Per Walter Veltroni, che dell’intesa con Di Pietro si era fatto garante, non è un colpo da poco. E i primi a sottolinearlo, nei corridoi e a mezza bocca, sono da un lato i prodiani (che non dimenticano quanti guai l’ex pm ha causato al governo) e dall’altro i dalemiani. Tanto che i più sospettosi, nel Loft veltroniano, arrivano a insinuare che Di Pietro (che con D’Alema, ricordano, dai tempi del Mugello ha avuto spesso buoni rapporti) possa aver trovato una sponda alla sua ricerca di «autonomia» anche dentro il Pd.
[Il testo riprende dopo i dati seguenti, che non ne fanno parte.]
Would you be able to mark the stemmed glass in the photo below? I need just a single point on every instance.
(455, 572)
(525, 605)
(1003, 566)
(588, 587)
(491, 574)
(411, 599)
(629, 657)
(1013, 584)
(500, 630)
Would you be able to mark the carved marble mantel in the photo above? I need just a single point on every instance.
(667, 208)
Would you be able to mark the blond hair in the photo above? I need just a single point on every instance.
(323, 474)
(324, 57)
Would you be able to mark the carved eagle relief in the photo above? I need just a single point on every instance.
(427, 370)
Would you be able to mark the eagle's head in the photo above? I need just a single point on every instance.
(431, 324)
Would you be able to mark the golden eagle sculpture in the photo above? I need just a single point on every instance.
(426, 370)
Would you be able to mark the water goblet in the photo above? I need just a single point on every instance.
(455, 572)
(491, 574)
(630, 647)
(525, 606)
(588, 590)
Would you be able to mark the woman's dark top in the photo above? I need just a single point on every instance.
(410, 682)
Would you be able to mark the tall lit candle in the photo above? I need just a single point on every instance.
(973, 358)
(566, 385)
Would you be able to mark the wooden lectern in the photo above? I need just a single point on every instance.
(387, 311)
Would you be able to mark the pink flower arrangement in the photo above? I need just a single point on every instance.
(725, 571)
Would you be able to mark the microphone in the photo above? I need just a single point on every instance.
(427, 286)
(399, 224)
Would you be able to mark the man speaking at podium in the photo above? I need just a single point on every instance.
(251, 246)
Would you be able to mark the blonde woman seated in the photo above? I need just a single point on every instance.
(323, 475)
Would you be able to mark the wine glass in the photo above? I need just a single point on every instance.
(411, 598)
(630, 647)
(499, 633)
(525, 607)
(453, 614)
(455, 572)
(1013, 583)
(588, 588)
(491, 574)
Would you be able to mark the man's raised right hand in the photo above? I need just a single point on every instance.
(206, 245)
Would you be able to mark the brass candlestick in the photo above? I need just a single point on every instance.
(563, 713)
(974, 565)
Con l’obiettivo di minare la leadership veltroniana e di disarticolare la sua strategia unitaria.
Si tratta ovviamente di umori e voci, magari fantapolitiche, ma servono a dare un’idea del clima teso che regna in casa democrat dopo il verdetto delle urne. Cui se ne aggiungono molte altre: c’è ad esempio chi sostiene che una telefonata (non un incontro) tra Veltroni e Berlusconi ci sia stata, e che uno degli oggetti principali sia stata la candidatura di D’Alema a sostituire Frattini nella Commissione Ue. Cosa che avrebbe fatto infuriare il ministro degli Esteri, che non ha alcuna intenzione di farsi esiliare a Bruxelles. E poi ci sono i boatos sui futuri organigrammi. A chi andranno le due postazioni chiave della prossima legislatura, le presidenze dei gruppi di Camera e Senato? In pista per la prima c’è Bersani, col sostegno di D’Alema, ma anche Fassino, che potrebbe avere il sostegno di Veltroni in funzione anti-Bersani. Giorgio Tonini, buon amico di Walter, ipotizza Morando per il Senato, nel qual caso la Camera andrebbe alla Margherita. Ma gli aspiranti sono ancora molti: Zanda, Treu e Chiti al Senato, Letta e Fioroni alla Camera. E la presidenza del Pd? A Marini, dicono dal Loft.
Intanto Di Pietro non ha perso tempo per mettere sul banco degli imputati il leader Pd, reclamando «un incontro immediato» per chiarire i termini dell’alleanza, e accusandolo di scarsa lealtà: «Ho appreso dai giornali che voleva fare il governo ombra», lamenta; e ancora: «Ha già incontrato Casini: se incontrava me, che sono alleato, era meglio». E poi giù una serie di condizioni sulla linea politica: «Quali sono le priorità sulla giustizia? E sul conflitto di interessi come intende battersi il Pd?». Pretesti, perché in realtà la decisione è già presa e Di Pietro farà i propri gruppi, tenendosi le mani libere (e i cinque milioni di contributi).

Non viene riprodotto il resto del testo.